In a revelatory exhibit, artist-reporters capture Civil War’s mundanity and horror

October 02, 2009|Sebastian Smee, Globe Staff

Reading most accounts of war, you could almost think that it made sense. From historians, we’re liable to learn that these troops led by these generals engaged in these maneuvers with the help of these supply lines, resulting in either victory or defeat.

The facts may be right, but the forced march of the narrative makes war seem implausibly tidy.

Recognizing the lie, artists and novelists have found different ways to suggest the reality of modern war. There are two great models, both dating to Napoleonic times: Goya’s and Stendhal’s.

The approach of Goya, in his great series of etchings, “The Disasters of War,’’ is to thrust us into the sickening heat of war’s atrocities: “Yo lo vi,’’ he wrote in the caption beneath one etching: “I saw it.’’ Or: “Y esto tambien’’ (“And this too’’) and “Ai sucedió’’ (“This is how it happened’’).

Goya’s images have the force of eyewitness accounts (even when they are plainly invented) because he saw war, and his aim was to show us, with maximum immediacy, how awful and insane it is.

Stendhal, meanwhile, in the famous opening to his novel “The Charterhouse of Parma,’’ conveys another aspect of war that is overlooked by official histories. Describing the drawn-out, failed attempts of his hero, Fabrice del Dongo, to join up with Napoleon’s forces at the Battle of Waterloo, he makes a mockery of the notion of decisive moments, heroic actions, and military grandeur.

Instead, he reminds us, in passages that directly inspired Tolstoy’s “War and Peace,’’ that there is something inevitably - and often comically - anticlimactic about war: the infrequency of action, the long periods of boredom, the arbitrary mobilizations, the toil and deprivation, the camaraderie, the loneliness.

What’s marvelous about the McMullen Museum of Art’s new show, “First Hand: Civil War Era Drawings from the Becker Collection,’’ is that it somehow combines both these approaches without deliberately setting out to do either.

The exhibition presents us with drawings made by artist-reporters who had no wish to model themselves on either Goya or Stendhal (if they had even heard of them).

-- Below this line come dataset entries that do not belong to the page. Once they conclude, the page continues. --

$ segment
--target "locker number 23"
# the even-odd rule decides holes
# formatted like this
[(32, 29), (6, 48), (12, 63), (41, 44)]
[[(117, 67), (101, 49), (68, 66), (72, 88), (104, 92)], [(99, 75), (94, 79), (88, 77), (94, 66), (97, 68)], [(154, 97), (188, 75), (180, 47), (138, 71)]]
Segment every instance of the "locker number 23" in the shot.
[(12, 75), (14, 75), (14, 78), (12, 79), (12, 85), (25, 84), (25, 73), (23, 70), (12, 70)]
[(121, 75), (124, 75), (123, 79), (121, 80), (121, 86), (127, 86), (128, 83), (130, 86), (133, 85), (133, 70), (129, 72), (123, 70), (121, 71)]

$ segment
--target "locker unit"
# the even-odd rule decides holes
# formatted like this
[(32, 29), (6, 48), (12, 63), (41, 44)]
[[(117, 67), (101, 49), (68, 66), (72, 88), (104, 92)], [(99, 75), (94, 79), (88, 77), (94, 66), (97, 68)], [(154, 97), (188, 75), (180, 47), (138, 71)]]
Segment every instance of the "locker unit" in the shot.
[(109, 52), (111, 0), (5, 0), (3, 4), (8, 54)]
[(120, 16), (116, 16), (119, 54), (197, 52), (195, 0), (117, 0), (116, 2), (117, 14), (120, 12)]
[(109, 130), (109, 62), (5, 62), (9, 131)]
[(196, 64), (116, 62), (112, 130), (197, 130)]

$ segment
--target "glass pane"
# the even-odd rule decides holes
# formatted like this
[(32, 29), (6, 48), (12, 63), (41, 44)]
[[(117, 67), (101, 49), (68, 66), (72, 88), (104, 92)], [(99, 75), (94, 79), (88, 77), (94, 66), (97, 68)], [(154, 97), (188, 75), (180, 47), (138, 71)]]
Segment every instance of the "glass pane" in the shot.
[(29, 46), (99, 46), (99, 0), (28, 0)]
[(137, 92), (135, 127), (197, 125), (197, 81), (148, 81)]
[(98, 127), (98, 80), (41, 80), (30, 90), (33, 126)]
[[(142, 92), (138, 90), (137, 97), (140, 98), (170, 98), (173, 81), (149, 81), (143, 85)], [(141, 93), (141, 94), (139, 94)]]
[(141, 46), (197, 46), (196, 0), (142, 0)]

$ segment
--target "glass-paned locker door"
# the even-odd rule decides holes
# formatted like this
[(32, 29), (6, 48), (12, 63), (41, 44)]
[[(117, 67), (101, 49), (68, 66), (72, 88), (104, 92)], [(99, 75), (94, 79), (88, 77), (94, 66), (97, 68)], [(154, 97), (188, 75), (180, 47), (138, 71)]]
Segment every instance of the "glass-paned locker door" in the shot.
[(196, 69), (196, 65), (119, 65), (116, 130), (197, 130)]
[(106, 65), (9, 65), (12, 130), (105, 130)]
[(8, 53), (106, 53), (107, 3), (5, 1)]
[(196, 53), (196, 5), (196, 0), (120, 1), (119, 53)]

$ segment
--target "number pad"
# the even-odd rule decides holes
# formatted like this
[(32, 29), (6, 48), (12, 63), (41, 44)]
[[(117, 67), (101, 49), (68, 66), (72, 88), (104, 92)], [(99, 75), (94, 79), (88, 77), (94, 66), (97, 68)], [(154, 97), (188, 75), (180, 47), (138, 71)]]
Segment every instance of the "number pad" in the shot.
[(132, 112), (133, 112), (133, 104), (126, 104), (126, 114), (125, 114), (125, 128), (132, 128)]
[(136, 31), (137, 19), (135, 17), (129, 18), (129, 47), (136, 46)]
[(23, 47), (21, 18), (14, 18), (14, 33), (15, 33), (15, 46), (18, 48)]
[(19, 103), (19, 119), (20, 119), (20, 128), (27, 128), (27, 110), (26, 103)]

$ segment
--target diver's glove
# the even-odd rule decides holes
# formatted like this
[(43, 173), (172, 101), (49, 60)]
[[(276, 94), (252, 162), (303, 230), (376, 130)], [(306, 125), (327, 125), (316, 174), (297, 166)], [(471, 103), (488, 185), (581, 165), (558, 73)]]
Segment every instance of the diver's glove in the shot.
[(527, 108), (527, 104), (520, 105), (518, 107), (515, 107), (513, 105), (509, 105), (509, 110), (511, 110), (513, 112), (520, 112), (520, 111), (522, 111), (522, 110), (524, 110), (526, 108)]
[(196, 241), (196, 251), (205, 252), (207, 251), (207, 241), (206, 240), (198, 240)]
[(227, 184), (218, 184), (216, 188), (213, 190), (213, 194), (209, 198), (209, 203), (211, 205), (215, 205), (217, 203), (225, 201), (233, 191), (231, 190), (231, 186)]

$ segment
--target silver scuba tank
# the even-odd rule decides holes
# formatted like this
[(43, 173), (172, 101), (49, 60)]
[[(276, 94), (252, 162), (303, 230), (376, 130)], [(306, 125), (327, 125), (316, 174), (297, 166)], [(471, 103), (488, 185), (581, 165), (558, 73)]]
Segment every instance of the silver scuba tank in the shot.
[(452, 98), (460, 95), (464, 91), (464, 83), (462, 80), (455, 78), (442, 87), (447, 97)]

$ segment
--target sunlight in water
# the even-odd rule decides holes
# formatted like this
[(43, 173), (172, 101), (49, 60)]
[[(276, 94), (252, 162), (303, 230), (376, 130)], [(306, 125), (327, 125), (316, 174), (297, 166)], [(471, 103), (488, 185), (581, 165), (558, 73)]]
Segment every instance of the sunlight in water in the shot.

But simply by being there and doing what they did, they produced unforgettable documents that were also, in many cases, searing works of art: drawings of soldiers killing time, washing their clothes, foraging for food, celebrating Thanksgiving, butchering and dressing cattle, moving materiel, building levees, and setting up camp; but also thrust into the chaos of battle, exhuming bodies from graves, executing deserters, humiliating cowards, and reading last rites to fallen brothers in the midst of all-out carnage.